In rendering the decision that struck down the Communications Decency Act (CDA), Justice John Paul Stevens delivered a sharp spanking to both the flock of Chicken Littles on Capitol Hill who passed the law and to the smarty-pants administration that so assiduously defended the measure banning Internet free speech.

I have to admit when I learned the justices were going to hear the case, I held my breath. Sure, the court is composed of nine of the sharpest legal minds in the land, but I worried that they would misunderstand the medium. After all, the august body isn't known for its cutting-edge modernity. My fears were misplaced.

In no uncertain terms, Stevens shredded the government's paper-thin arguments for allowing it to curb what sort of speech could be transmitted over the Internet. Stevens all but called the government lawyers incompetent for drawing on precedent-setting cases that, rather than defending the CDA, brought into question the constitutionality of the law. Stevens called the CDA unconstitutional, vague, and punitive. The law would enforce a de facto "heckler's veto," effectively squelching any speech with a single complaint.

In fact, Stevens's dressing-down was so complete, one couldn't help but wonder if the government lawyers didn't throw the game. It's an open secret in the administration that the CDA put the president in a no-win situation. If he didn't sign it into law, he was for stalkers and pedophiles. If he didn't defend it once it was law, ditto. But all along, people inside the administration--including Clinton's close friend and senior adviser, Ira Magaziner--were saying they thought the CDA wasn't defendable.

So perhaps the Supremes aren't wired to the teeth. Perhaps they don't do "what's on your PowerBook" ads for Apple. But their ruling showed that, armed with a little common sense and freed from political baggage, the Internet isn't that mysterious after all.

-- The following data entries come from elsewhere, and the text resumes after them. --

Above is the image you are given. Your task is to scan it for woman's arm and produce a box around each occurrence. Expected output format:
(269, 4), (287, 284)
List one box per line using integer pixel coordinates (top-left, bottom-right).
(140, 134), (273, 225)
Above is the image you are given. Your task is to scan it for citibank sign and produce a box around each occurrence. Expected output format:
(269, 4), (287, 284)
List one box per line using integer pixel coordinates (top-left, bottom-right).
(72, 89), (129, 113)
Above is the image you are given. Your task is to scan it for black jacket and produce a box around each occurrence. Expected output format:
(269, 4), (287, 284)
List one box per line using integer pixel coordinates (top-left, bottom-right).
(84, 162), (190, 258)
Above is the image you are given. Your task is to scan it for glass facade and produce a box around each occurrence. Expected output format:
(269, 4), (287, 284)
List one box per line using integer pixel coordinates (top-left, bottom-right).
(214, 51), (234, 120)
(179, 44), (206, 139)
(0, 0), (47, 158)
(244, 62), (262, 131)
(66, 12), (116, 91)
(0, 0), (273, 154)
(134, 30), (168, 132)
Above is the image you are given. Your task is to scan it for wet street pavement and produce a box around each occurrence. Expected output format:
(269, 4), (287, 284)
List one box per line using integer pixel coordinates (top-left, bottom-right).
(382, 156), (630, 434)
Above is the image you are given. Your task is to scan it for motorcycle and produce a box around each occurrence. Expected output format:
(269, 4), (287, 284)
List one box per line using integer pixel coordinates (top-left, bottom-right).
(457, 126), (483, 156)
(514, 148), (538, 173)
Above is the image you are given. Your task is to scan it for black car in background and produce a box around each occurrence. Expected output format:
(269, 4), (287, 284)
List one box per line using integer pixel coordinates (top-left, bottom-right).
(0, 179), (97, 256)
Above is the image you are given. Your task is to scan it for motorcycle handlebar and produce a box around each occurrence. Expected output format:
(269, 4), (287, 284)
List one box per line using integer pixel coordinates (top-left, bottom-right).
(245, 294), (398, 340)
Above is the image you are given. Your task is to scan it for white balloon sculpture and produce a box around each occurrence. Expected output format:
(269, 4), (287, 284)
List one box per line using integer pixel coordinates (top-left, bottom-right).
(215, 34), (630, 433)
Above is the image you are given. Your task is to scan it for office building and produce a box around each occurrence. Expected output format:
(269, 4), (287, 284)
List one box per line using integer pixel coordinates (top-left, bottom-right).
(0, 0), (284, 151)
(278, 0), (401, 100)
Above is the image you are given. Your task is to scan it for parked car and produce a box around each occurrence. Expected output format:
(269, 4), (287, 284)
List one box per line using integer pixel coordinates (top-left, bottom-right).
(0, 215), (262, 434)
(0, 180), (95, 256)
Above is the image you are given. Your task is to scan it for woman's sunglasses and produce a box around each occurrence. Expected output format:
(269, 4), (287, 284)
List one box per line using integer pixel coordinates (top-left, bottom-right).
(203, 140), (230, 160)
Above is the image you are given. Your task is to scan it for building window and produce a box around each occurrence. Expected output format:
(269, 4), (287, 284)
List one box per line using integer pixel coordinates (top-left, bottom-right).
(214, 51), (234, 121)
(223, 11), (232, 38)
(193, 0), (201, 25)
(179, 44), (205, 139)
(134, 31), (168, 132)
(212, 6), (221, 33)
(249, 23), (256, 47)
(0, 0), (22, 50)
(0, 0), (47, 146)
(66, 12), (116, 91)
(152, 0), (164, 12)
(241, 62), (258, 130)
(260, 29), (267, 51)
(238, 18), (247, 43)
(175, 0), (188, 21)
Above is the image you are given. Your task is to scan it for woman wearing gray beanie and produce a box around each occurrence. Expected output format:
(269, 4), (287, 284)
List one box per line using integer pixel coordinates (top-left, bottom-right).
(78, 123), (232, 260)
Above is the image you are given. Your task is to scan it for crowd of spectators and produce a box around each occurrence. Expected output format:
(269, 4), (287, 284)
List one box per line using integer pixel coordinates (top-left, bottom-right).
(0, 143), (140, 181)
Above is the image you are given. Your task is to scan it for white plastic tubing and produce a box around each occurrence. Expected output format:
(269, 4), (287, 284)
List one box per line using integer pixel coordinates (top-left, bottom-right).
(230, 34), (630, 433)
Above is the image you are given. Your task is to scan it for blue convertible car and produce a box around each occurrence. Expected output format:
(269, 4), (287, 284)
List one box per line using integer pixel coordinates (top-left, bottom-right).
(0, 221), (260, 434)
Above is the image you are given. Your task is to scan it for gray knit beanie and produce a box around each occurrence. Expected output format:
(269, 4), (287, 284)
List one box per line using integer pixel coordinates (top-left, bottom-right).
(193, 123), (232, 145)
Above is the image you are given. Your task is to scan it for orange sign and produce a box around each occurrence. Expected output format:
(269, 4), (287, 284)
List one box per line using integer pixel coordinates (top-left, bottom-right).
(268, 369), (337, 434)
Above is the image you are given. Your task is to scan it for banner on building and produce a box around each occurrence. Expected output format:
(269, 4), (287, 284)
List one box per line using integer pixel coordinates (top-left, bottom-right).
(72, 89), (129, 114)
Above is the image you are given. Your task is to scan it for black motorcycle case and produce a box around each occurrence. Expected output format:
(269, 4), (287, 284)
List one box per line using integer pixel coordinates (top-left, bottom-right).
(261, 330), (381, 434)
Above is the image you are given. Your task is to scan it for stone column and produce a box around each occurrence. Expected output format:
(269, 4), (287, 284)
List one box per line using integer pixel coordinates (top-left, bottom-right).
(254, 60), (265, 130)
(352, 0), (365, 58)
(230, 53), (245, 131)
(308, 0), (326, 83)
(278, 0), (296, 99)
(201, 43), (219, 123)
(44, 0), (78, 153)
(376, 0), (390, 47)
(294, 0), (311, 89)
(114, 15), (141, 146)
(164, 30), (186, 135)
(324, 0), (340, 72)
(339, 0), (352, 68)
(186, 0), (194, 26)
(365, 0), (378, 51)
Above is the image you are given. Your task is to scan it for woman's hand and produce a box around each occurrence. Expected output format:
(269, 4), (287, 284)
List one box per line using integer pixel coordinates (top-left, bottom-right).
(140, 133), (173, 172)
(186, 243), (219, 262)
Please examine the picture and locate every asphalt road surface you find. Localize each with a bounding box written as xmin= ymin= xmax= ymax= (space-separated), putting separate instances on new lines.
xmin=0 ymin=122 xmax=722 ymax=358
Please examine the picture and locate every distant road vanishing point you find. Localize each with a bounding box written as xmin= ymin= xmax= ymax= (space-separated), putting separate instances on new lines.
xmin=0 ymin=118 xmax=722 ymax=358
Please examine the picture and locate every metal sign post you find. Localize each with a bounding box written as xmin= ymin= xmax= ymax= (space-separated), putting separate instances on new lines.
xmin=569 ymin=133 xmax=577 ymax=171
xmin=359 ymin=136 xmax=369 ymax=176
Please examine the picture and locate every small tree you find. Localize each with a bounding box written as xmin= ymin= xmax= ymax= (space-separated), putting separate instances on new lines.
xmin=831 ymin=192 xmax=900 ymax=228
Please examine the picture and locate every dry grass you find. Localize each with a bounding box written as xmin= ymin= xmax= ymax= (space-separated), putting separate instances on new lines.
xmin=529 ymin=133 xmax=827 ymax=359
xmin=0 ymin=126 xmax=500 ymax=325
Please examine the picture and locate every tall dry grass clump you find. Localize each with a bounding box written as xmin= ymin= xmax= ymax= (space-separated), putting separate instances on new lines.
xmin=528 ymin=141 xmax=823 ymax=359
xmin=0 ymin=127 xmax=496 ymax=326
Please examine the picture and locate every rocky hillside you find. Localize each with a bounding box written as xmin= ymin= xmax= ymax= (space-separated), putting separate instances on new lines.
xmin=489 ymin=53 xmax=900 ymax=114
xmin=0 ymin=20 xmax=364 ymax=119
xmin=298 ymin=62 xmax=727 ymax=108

Now if the Clinton administration can just get to that point, we could all breathe easier. It would be comforting to believe Clinton was just going through the motions in defending the CDA, but I'm not so sure yet. In reaction to the ruling, the president released a statement saying the next step is a technological fix: an Internet V-chip. In the eloquent words of Homer Simpson: "Doh!"

If the Supreme Court has to strike down another CDA, it'll really give Clinton and Congress something to cry about.

Margie Wylie is the opinions editor for NEWS.COM.